- Interactive map of Botanical Garden of the Ozarks
- Type: Botanical garden
- Location: Fayetteville, Arkansas, United States
- Nearest city: Fayetteville
- Area: 44 acres (18 ha)
- Opened: 2007
- Operator: Nonprofit 501(c)(3)
- Status: Open to the public
- Website: www.bgozarks.org

= Botanical Garden of the Ozarks =

Botanical garden in Fayetteville, Arkansas

The Botanical Garden of the Ozarks (BGO) is a non-profit 501(c)(3) organization located on the east side of Lake Fayetteville in Fayetteville, Arkansas, United States. The 44 acre site is situated along Arkansas Highway 265, near the border of Fayetteville and Springdale. It is the first botanical garden in Northwest Arkansas.

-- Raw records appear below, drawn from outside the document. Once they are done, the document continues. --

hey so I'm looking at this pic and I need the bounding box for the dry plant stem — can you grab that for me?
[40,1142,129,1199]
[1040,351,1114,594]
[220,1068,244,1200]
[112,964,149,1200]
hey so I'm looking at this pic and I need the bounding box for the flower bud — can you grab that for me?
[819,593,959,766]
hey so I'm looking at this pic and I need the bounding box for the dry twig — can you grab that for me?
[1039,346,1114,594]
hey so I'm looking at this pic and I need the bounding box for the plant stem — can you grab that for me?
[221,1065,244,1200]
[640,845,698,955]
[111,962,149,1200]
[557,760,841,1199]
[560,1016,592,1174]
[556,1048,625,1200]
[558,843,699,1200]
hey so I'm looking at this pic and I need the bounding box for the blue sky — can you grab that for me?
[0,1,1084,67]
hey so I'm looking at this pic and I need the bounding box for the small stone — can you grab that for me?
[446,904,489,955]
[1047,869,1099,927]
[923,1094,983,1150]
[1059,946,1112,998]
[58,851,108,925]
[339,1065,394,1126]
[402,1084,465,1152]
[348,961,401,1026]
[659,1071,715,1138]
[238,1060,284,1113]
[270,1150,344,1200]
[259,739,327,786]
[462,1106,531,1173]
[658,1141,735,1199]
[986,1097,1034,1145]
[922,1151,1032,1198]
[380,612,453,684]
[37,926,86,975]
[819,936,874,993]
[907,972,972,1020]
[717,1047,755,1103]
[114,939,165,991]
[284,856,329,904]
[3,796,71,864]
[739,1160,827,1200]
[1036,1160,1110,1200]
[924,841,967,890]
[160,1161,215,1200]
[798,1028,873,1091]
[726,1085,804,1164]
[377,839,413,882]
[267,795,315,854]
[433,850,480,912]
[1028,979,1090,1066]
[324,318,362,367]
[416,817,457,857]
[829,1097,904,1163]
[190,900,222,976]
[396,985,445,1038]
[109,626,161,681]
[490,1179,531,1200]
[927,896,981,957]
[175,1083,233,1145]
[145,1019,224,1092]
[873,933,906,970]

Approximately six acres (2.4 ha) of the site are developed gardens. The grounds feature 12 individual gardens, each designed around a different theme, intended to inspire and educate visitors with ideas that may be applied in home landscapes. The Garden is also home to the only butterfly house in the state of Arkansas, where visitors can observe seasonal butterfly life cycles.

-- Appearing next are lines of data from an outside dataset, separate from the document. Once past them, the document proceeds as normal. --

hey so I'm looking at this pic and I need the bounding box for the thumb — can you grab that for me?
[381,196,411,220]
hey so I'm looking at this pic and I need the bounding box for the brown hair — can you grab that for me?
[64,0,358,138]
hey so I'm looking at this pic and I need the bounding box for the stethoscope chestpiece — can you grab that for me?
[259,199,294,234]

The Botanical Garden of the Ozarks operates as a member-supported, nonprofit public garden with an emphasis on education and environmental awareness. The Garden offers year-round programs, classes, community events, and school field trips for visitors of all ages. It also serves as a regional venue for private events and weddings and has been recognized by CitiScapes Magazine as a “Top 10 Best Place to Get Married” and a “Top 5 Best Family & Kids Attraction.”

==Garden description==
The Botanical Garden of the Ozarks was incorporated in 1994 and opened to the public in 2007. The first phase of development included nine “Backyard Gardens,” created to demonstrate garden design concepts suitable for home use. These initial gardens were the Japanese Garden, Vegetable and Herb Garden, Children’s Garden, Four Seasons Garden, Shade Garden, Rose and Perennial Garden, Ozark Native Garden, Sensory Garden, and Rock and Water Garden. Additional gardens and features have since been added, including the Founders Garden, the Reading Railroad, the Education Cottage Garden, and the Butterfly House and Garden.